Regulation is always a question of trade-offs between competing goals. Within microfinance, for example, there is evidence that the supervision and monitoring that is part of prudential regulation increases costs substantially for microfinance institutions. That, in turn, appears to push institutions to reduce outreach to their poorer customers and women (Cull, Demirgüç-Kunt, Morduch 2011). The alternative—less regulation in order to increase outreach—carries plenty of dangers. Those are difficult trade-offs to make and there is as yet not enough empirical evidence to describe optimal regulatory schemes for microfinance.
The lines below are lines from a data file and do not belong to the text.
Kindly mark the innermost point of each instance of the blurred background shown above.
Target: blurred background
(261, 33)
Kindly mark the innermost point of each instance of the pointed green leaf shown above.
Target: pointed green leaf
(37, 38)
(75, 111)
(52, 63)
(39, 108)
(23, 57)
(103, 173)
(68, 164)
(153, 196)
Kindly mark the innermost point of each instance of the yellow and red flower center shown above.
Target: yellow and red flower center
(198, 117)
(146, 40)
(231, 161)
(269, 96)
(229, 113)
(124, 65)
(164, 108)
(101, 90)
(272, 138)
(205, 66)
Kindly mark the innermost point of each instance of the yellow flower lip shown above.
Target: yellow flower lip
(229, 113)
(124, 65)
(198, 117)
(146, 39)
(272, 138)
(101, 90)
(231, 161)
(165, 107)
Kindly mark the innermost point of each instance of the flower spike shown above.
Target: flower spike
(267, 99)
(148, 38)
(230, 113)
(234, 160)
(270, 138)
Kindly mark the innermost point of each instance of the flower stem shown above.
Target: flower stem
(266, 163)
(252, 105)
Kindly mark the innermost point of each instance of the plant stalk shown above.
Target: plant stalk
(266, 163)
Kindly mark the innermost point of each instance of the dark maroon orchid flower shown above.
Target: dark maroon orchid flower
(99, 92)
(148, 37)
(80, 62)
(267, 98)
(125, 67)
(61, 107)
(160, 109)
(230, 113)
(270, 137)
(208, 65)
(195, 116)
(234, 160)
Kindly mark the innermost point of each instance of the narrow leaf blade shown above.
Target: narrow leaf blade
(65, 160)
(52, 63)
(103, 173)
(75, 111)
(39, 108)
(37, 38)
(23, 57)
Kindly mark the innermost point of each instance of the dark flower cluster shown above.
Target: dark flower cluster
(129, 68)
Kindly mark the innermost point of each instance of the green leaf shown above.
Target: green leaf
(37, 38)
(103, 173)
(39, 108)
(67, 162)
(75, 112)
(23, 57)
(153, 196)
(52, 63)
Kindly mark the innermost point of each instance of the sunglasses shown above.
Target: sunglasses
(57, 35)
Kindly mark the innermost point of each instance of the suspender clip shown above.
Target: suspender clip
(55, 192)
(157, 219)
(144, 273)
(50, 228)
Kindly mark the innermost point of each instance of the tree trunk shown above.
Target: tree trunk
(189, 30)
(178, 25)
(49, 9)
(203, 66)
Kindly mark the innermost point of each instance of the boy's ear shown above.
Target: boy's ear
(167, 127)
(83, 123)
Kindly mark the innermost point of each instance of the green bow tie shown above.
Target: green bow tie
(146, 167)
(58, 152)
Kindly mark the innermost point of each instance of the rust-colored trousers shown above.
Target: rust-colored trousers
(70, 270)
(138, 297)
Add to this uncertainty the largely uncharted roles of large non-profit institutions. Regulatory schemes are generally designed around reining
in the reckless behavior of profit-seeking banks. But non-profits react to regulation differently. Should they, therefore, be regulated by different agencies, those more familiar with the unique behavior of non-profits? Or should they be regulated by finance ministries and central banks like others that provide financial services? Moreover, how do profitable nonprofit institutions affect competitive markets?
Answering these kinds of questions will require taking a corporate finance lens and an industrial organization lens to the new, inclusive financial landscapes. Looking forward, these directions will likely yield the most intellectually interesting inquiries of all.
The series has been compiled as a framing note on the FAI site now and will later appear as part of a collection of studies to be published in a forthcoming book.